Kercheval feels he can 'serve the county well'

October 25, 2002|by TARA REILLY

Editor's Note: This is the fifth in a series of profiles of the 10 candidates seeking election to the Washington County Board of Commissioners. Saturday: John C. Munson

When asked why he's qualified to be a Washington County Commissioner, Republican James F. Kercheval brings up his restaurant.

Kercheval, owner of Kerch's Southern BBQ on Pennsylvania Avenue, said operating the small business for 15 years is proof that he can manage tight budgets and maintain good relationships with his employees, who usually stay for two or three years before moving on.

"They stay with me because I make them feel like they are part of the team," Kercheval, 37, said. "I'm right there working with them."

Kercheval described himself as the kind of guy who likes to roll up his sleeves and get to work.

He also said his years with the restaurant helped him establish community contacts that can benefit the county.


His personality, business skills and contacts make him a right fit for county government, he said.

"I'm not in it for the politics," he said. "I'm in it because I really feel I can serve the county well."

County citizens might have felt the same way in the primary election. Kercheval received 3,124 votes, the most of the non-incumbent candidates on the Republican side.

Five out of 13 Republicans advanced to the Nov. 5 general election. Two of the five are incumbents; the remaining three, including Kercheval, are newcomers.

The commissioners will make $30,000 next year, up from $20,000. Kercheval said if the post's pay had not been increased, he still would have run.

"I'm not in it for the money," Kercheval said. "I would be running whether it's $20,000 or $30,000.

If he's not elected on Nov. 5, Kercheval said he won't be heartbroken.

"If I lose ... I don't mind," Kercheval said. "It's part of the game."

But, he said, he'd love the opportunity to share his ideas as a county commissioner.

One of those ideas includes accepting growth as an economic tool rather than a hindrance.

Kercheval thinks growth is positive because it brings in revenue to the county and increases the tax base. He said county growth should be controlled, not stopped.

"A lot of people see this growth as a problem, and I see it as an opportunity," he said. "I'm not anti-growth. I don't want to come out as anti-growth."

"With growth, we have to look at every side," Kercheval said. "We have to take advantage of the positives and limit the negatives as much as possible."

Kercheval said the county can improve its communications with the public by improving the county Web site. He said the Web site can become more interactive by posting such items as building permits, minutes of meetings, votes and explanations of votes.

The site could also contain areas where residents can send messages on issues directly to the commissioners and county staff members. That way, he said, members of the public can voice their concerns and the commissioners or employees have a chance to respond one-on-one.
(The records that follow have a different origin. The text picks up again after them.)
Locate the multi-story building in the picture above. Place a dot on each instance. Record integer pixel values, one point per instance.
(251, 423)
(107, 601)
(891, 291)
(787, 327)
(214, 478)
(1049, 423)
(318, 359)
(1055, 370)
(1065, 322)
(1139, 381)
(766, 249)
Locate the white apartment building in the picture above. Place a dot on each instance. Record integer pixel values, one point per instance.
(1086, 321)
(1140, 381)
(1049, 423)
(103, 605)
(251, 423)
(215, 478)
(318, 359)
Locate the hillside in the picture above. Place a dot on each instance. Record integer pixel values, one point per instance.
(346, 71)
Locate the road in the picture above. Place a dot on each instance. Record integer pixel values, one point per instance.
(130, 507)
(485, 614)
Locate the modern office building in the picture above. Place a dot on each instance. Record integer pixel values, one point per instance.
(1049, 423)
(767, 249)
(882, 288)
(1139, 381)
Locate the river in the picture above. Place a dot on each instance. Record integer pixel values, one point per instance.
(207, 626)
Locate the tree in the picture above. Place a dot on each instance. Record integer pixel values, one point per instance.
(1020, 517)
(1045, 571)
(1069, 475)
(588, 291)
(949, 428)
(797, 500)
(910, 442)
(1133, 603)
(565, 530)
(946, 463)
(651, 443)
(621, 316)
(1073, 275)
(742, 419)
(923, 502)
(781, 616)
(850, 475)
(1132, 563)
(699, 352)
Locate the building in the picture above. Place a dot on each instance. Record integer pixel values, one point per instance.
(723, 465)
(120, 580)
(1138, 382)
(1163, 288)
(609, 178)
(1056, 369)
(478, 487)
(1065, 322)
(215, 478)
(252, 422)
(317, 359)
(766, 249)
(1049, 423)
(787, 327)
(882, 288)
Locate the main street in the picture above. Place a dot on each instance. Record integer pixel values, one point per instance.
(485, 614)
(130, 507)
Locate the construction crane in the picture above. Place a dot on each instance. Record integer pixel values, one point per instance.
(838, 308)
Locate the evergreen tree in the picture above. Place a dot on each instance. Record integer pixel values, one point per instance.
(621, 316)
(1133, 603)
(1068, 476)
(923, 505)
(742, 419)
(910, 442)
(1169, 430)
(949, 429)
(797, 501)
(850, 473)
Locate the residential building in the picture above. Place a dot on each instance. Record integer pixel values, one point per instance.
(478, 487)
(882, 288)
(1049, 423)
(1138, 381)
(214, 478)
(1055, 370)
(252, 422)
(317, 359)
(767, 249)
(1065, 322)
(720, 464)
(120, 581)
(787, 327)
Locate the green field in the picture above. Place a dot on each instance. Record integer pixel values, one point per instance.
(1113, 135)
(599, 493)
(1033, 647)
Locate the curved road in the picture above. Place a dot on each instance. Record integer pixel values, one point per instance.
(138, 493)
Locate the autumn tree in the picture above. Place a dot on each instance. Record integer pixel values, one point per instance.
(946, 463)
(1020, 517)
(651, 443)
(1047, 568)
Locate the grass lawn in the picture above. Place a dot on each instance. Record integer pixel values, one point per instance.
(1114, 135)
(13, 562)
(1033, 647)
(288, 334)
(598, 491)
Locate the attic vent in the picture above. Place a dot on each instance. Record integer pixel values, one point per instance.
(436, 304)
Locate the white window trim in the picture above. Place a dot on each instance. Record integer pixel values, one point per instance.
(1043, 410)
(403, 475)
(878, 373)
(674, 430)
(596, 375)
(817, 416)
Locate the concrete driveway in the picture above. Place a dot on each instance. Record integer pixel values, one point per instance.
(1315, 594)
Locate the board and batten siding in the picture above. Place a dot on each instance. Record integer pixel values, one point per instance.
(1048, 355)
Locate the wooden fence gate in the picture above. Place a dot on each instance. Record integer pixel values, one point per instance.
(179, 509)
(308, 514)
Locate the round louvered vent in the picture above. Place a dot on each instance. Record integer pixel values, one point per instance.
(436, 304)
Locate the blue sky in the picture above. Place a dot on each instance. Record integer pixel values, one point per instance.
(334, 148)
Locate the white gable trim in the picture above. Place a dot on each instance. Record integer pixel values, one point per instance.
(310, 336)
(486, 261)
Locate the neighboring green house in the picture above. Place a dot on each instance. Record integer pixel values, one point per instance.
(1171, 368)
"I think we can do a lot with that," Kercheval said. "The more open we are with the public ... the better off we all are."

Kercheval is a graduate of Smithsburg High School and received a degree in mathematics from Shippensburg University. He and his wife, Clair, have two sons, Jacob and Garrett.
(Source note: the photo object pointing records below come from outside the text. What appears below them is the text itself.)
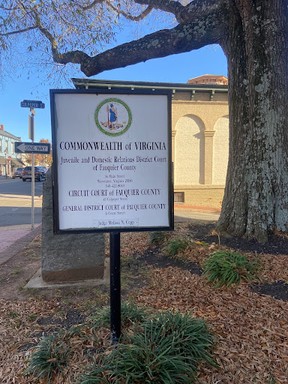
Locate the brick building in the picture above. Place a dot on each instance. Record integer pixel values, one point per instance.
(200, 135)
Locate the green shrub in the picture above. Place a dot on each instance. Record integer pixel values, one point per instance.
(158, 237)
(227, 268)
(50, 357)
(167, 350)
(175, 246)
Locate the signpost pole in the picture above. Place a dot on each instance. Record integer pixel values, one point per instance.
(31, 134)
(115, 286)
(32, 104)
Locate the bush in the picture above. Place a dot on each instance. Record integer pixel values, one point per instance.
(175, 246)
(50, 357)
(167, 350)
(227, 268)
(158, 237)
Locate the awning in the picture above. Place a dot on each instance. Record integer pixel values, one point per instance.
(16, 163)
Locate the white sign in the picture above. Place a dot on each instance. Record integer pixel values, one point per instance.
(112, 161)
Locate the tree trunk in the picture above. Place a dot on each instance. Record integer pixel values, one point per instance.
(256, 194)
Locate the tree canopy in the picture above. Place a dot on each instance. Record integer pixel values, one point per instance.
(253, 35)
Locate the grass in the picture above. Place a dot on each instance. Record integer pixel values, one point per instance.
(164, 348)
(225, 268)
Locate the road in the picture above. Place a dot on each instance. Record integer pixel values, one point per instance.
(16, 202)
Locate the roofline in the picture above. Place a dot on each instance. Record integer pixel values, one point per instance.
(92, 83)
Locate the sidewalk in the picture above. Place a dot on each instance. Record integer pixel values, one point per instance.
(14, 238)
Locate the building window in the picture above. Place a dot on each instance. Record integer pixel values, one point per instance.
(179, 197)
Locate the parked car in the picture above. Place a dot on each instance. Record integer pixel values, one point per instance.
(39, 173)
(17, 173)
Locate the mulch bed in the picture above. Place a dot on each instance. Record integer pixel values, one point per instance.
(249, 320)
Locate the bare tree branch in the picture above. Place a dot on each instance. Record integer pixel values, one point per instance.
(181, 39)
(19, 31)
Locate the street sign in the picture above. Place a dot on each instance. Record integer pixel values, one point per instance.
(32, 104)
(42, 148)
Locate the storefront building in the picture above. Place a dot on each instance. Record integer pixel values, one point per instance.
(8, 158)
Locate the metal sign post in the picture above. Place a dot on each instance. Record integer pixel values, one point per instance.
(115, 287)
(32, 104)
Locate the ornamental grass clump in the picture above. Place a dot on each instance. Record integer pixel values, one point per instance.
(175, 246)
(167, 350)
(227, 268)
(49, 359)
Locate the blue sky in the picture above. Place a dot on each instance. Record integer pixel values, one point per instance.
(173, 69)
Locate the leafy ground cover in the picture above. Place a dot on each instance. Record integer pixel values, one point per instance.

He was named the Hagerstown-Washington County Chamber of Commerce Small Businessman of the Year in 2000. He was chairman of the March of Dimes WalkAmerica 2000 and president of the Hagerstown Jaycees from 1997 to 1998.

He attends Tristate Fellowship Church and is a member of the Chamber of Commerce, an Achievement Counts speaker for ninth-graders and a member of the Washington County Speakers Bureau.